Request: Can we sign the Mac app?

[execat]

Hi, awesome project, I've played it with countless hours (more than I'd like to admit)

I was trying to make installation of StemRoller easier on Mac using brew. However, homebrew/homebrew-cask has stopped taking MRs for projects that don't have a signed app:

$ brew audit --new-cask stemroller
:
audit for stemroller: failed
 - Signature verification failed:
/private/tmp/d20220916-62803-f13aen/StemRoller.app: code object is not signed at all
In architecture: x86_64

macOS on ARM requires applications to be signed. Please contact the upstream developer to let them know they should sign their app.
Error: 1 problem in 1 cask detected

Example: https://github.com/Homebrew/homebrew-cask/pull/131229#issuecomment-1242535438 (read that and the next comment)

I don't have an ARM Mac but the downside seems quite significant:

Please contact the upstream developer and ask them to codesign their application. Otherwise this will prevent the application from running on Apple Silicon machines without disabling Gatekeeper (which is not ideal).

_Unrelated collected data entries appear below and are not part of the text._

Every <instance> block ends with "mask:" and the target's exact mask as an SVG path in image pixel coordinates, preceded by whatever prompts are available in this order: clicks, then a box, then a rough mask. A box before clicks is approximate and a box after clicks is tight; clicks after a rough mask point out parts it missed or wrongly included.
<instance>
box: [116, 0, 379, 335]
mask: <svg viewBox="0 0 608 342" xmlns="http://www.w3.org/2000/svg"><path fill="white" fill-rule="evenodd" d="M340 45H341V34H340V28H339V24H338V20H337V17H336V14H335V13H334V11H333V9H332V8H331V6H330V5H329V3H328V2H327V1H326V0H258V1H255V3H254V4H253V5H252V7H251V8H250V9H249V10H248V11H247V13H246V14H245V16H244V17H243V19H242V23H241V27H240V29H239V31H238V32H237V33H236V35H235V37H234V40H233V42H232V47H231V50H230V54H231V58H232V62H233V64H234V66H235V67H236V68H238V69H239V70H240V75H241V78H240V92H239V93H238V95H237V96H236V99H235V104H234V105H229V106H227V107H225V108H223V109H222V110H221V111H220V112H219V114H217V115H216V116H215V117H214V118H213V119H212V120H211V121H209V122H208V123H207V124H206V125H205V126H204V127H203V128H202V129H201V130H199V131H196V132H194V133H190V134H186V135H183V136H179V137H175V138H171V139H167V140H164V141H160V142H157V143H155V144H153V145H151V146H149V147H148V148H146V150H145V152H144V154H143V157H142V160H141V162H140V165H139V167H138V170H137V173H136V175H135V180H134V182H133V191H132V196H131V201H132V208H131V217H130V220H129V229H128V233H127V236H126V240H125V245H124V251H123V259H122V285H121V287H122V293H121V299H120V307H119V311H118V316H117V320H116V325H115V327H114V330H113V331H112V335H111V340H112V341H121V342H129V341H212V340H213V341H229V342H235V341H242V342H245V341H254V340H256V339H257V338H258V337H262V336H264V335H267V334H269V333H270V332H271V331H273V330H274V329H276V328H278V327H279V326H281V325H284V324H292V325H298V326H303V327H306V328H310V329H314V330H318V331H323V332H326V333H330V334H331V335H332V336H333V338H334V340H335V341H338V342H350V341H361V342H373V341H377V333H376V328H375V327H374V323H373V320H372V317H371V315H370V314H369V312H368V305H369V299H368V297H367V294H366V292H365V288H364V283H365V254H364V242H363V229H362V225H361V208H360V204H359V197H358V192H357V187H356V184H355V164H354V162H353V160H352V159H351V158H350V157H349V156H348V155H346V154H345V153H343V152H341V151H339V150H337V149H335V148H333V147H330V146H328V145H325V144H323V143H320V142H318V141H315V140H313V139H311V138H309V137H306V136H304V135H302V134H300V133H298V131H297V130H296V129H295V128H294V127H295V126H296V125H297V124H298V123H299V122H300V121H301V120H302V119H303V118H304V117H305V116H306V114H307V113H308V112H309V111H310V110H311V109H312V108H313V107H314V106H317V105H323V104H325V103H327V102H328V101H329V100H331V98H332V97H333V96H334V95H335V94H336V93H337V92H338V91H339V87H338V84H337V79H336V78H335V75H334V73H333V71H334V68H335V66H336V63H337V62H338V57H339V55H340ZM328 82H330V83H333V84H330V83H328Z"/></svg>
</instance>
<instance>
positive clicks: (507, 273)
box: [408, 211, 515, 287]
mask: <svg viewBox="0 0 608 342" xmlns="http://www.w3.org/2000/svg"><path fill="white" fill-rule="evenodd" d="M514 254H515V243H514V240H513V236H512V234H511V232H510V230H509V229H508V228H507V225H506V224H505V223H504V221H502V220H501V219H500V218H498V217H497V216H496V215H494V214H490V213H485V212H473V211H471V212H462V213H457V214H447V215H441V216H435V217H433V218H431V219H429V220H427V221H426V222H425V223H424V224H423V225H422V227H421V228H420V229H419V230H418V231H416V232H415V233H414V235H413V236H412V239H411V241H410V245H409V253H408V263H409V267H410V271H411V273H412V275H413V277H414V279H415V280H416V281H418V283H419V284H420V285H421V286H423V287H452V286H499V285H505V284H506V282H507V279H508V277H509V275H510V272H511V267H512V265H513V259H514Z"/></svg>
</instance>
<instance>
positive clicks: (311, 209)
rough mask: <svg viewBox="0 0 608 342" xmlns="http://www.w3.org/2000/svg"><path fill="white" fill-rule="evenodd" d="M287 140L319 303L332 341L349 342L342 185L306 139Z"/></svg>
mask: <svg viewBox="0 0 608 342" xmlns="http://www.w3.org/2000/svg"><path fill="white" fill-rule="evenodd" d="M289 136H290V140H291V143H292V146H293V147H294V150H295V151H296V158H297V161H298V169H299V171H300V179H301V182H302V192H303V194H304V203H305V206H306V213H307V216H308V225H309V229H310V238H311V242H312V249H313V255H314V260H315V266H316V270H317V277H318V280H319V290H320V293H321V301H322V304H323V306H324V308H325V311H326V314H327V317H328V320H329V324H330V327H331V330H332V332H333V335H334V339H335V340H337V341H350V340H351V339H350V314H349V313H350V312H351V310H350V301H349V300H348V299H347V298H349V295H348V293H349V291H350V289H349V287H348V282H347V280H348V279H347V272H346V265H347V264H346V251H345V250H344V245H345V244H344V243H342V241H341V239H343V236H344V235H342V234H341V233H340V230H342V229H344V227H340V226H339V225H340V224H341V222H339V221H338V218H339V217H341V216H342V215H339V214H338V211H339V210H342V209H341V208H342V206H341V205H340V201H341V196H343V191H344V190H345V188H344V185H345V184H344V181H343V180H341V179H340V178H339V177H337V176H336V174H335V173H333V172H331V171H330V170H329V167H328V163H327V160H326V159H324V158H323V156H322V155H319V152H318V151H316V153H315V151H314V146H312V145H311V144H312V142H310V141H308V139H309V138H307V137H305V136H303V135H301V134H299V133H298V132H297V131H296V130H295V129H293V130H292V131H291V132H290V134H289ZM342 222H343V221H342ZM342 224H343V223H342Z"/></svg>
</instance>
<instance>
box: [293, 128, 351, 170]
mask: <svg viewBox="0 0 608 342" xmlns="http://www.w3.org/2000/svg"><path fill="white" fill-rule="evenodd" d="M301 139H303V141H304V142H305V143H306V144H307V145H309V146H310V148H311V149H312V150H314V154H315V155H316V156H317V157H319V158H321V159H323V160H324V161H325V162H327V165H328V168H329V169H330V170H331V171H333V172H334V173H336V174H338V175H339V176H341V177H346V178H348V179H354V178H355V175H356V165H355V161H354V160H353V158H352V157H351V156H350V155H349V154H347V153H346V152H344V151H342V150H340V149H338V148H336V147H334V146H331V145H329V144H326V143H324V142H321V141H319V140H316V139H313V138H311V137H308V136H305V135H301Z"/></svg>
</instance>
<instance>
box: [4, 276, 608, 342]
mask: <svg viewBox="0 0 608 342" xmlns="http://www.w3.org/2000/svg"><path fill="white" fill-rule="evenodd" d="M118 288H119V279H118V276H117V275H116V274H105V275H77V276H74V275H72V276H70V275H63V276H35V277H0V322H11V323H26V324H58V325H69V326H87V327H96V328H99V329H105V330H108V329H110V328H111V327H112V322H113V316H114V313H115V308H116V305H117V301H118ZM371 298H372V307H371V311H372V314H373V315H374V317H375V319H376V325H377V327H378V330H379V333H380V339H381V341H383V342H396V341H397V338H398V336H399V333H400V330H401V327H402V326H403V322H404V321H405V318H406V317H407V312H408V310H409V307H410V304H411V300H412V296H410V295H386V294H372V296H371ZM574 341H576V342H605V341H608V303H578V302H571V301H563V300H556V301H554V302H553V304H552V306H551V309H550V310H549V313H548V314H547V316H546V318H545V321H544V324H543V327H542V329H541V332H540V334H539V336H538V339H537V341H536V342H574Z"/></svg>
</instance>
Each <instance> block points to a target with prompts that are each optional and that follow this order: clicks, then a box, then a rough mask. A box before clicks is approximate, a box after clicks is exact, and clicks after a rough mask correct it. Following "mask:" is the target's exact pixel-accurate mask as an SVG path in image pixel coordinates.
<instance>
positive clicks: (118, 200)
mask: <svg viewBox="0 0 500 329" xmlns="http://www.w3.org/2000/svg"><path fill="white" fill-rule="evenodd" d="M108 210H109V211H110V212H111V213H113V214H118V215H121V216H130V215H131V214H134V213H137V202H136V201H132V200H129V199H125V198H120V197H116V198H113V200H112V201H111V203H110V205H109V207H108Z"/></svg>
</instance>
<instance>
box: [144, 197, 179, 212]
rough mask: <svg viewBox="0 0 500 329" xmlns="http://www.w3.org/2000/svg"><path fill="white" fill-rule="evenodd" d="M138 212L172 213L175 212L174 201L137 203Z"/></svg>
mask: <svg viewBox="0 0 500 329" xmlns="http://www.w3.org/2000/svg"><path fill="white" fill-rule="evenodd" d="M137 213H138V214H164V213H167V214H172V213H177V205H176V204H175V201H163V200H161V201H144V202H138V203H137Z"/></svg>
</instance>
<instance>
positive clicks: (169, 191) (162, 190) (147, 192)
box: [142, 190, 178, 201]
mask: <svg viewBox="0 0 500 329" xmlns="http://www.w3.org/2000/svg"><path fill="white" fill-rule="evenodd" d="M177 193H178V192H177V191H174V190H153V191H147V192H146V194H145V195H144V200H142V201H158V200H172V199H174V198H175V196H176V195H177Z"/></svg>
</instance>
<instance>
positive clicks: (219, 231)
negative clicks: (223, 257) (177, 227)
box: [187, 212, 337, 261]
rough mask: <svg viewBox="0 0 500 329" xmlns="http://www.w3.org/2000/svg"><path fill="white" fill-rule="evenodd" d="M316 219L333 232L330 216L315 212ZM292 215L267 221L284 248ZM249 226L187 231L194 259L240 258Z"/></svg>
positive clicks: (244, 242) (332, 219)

Is this something that will take a non-significant amount of work? I think the returns on getting this done (Just a brew install --cask stemroller as opposed to the current method) will help a lot.

[iffyloop]

I hadn't thought of making StemRoller available via brew before but that sounds like a great idea! Unfortunately, I'm not enrolled with an Apple Developer ID so I can't get a certificate that will bypass Gatekeeper. If I purchase a developer ID then it should be possible, but requires additional work to automate the signing process via GitHub Actions. I'll look into this in the future as I have been wanting to be able to sign apps for a while...

[execat]

Sounds good. Just tag me and reply here when you are ready. This is my formula as of now, someone else may also be able to take this and edit it a bit:

cask "stemroller" do
  version "1.1.1"
  sha256 "db18511d01eb32ec80974a0994ecabadca601e041292ddc8cc9cb6e74892aafd"

  url "https://github.com/stemrollerapp/stemroller/releases/download/#{version}/stemroller-#{version}-mac.zip",
      verified: "github.com/stemrollerapp/stemroller/"
  name "StemRoller"
  desc "Isolate vocals, drums, bass, and other instrumental stems from any song"
  homepage "https://www.stemroller.com/"

  app "StemRoller.app"

  zap trash: [
    "~/Library/Application Support/stemroller",
    "~/Library/Preferences/com.stemroller.stemroller.plist",
    "~/Library/Saved Application State/com.stemroller.stemroller.savedState",
  ]
end

[iffyloop]

Just getting around to managing all these old open issues. I'm not ready to purchase an Apple Developer ID yet, but I'll leave this issue open in case that happens at some point in the future (brew is a great tool and I'd really like to support it if possible!) In the meantime, if anyone else wants to officially maintain a StemRoller formula for brew and sign the binary themselves then that would be great. Thanks execat for sharing your formula here; this gets us started in the right direction for the future.

[iffyloop]

@execat can you use xattr -dr com.apple.quarantine /path/to/stemroller/download/directory in that script to clear the Gatekeeper quarantine flags, or is this different than the usual notarization requirement?

[execat]

@iffyloop Yes, that would work, but for it to be accepted in the official Brew Cask repo (ie, allow people to do a simple brew install --cask stemroller) this would not work. Brew cask repo only accepts signed apps.

[iffyloop]

Ahh I see... thanks for letting me know. Unfortunately I'm not planning to purchase an Apple Developer ID anytime soon, so won't be able to notarize StemRoller. Thank you for your interest though, appreciate you wanting to make it available to more Brew users. I have had issues with chromedriver via Brew in the past, in which it was quarantined - do you know why this one is allowed in the Brew repos? Or is it accepted because they don't forcefully remove the quarantine flag?